Ранее мы говорили о том, что Генделев обретается посреди разъединения, разрыва: он пытается отобразить еврейскую, израильскую реальность на языке, который не в силах отразить эту реальность. Обратим внимание на вступление к Стихотворениям [6]:
На русском языке последнем мне
я думаю
что
по себе есть сами
любовь война и смерть
как не
предлог для простодушных описаний
в повествовании о тьме и тишине. [6]
Примечателен корень слова «последний», след: следом поэта является язык его поэзии. А слово предлог буквально означает «пре-логос», то есть нечто предшествующее не только тексту, но самому слову. Исходя из подобного пред-текста в своем творении на «последнем» языке, поэт работает в глубинах молчания и темноты, о которых говорилось выше. Молчание и тьма составляют безмолвное пространство, возникающее при разрыве слова и смысла. Это место изгнания, где поэт пытается обрести душу и почву.

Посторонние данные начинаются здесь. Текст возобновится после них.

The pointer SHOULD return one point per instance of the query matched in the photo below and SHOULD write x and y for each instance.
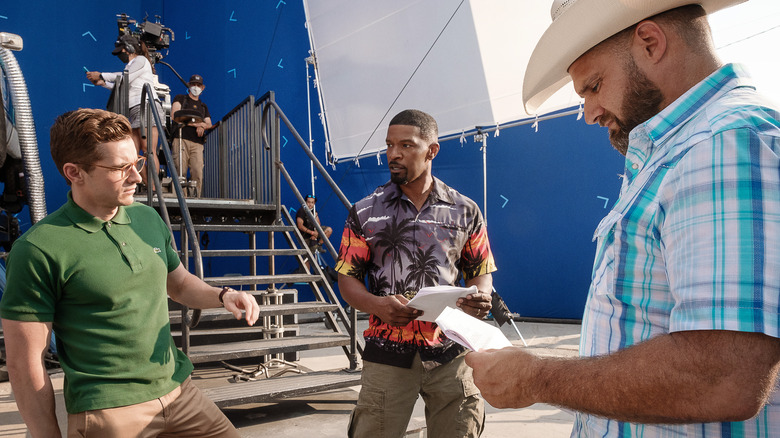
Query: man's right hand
(394, 311)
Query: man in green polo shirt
(98, 271)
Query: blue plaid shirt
(693, 242)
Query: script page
(470, 332)
(433, 300)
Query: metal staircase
(242, 204)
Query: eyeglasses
(125, 170)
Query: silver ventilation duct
(25, 127)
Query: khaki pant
(184, 412)
(192, 158)
(453, 407)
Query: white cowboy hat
(578, 26)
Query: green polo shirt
(102, 284)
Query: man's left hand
(236, 301)
(477, 305)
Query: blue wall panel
(546, 189)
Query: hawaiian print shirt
(401, 250)
(693, 242)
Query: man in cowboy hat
(680, 332)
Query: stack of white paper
(433, 300)
(470, 332)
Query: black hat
(127, 42)
(196, 79)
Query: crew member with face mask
(189, 139)
(140, 72)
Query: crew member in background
(189, 139)
(140, 72)
(99, 271)
(307, 228)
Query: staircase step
(262, 347)
(262, 279)
(289, 385)
(243, 227)
(276, 309)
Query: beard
(641, 101)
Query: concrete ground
(327, 414)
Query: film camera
(155, 35)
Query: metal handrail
(147, 113)
(279, 165)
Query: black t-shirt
(300, 214)
(191, 132)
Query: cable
(268, 54)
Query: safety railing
(149, 113)
(235, 166)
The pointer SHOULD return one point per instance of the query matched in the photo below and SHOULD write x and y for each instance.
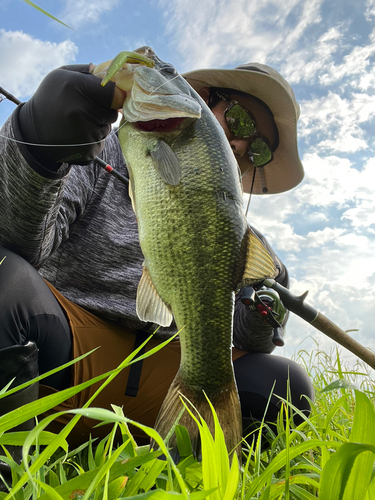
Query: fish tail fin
(226, 405)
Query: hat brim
(285, 171)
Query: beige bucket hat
(285, 171)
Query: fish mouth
(166, 125)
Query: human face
(265, 127)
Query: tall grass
(329, 456)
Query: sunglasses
(242, 124)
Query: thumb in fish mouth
(119, 95)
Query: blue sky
(324, 229)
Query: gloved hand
(69, 107)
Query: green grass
(329, 456)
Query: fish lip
(160, 126)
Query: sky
(324, 229)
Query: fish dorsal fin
(149, 304)
(259, 263)
(166, 163)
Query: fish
(198, 248)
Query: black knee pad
(259, 374)
(30, 312)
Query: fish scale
(187, 196)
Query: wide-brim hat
(285, 171)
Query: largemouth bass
(198, 249)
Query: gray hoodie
(77, 227)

Генделев, однако, обращался к этой ситуации изгнания, к разрыву слова и содержания, задолго до погружения в израильскую реальность: пред-текстом ее является русская реальность или, скорее, русская ирреальность. Во Въезде в Иерусалим, к примеру, говорится:
Умершим звуком речь заключена.
Ручей течет. Колодец держит воду.
Где зачерпнуть? – речь кончена, она
Глотку подобна – не водопроводу.
<…> Но смысл слова сосут
из глин морщинистых безводного колодца.
И если утолиться не пришлось,
и знание в песок пролито —
сухую поднесут, пустую горсть
к губам трясущиеся руки прозелита! [29]
Прозелит обретает новое слово и смысл в избавлении от бессмыслицы. Земля изгнания – это земля безводных колодцев и лишенных смысла слов; строя дом в Земле обетованной, патриарх Авраам роет колодец и тем самым извлекает из земли источник жизни. В еврейской традиции, напомним, вода означает Тору, а Тора – истину; и прозелит, тот, кому предстоит стать другим, оставляет безводный колодец в поисках иного (первый иудей, тот самый Авраам, был прозелитом). В этом отношении и сам поэт выступает прозелитом, стремящимся извлечь смысл из высохших слов. Система образов воды и колодца выстраивает теорию языка и смысла, предполагающую видение слова как сосуда. Но, как и жизнь человеческих отношений, жизнь слова рождается в акте ответа: поднесенная ко рту рука есть рука, которая пишет стихотворение, обретая смысл в даровании смысла, и передает слово не из уст в ухо, но из уст в уста. Вот что такое поэзия: оживление, дыхание из уст в уста. Смысл, таким образом, возникает в наведении мостов между словами.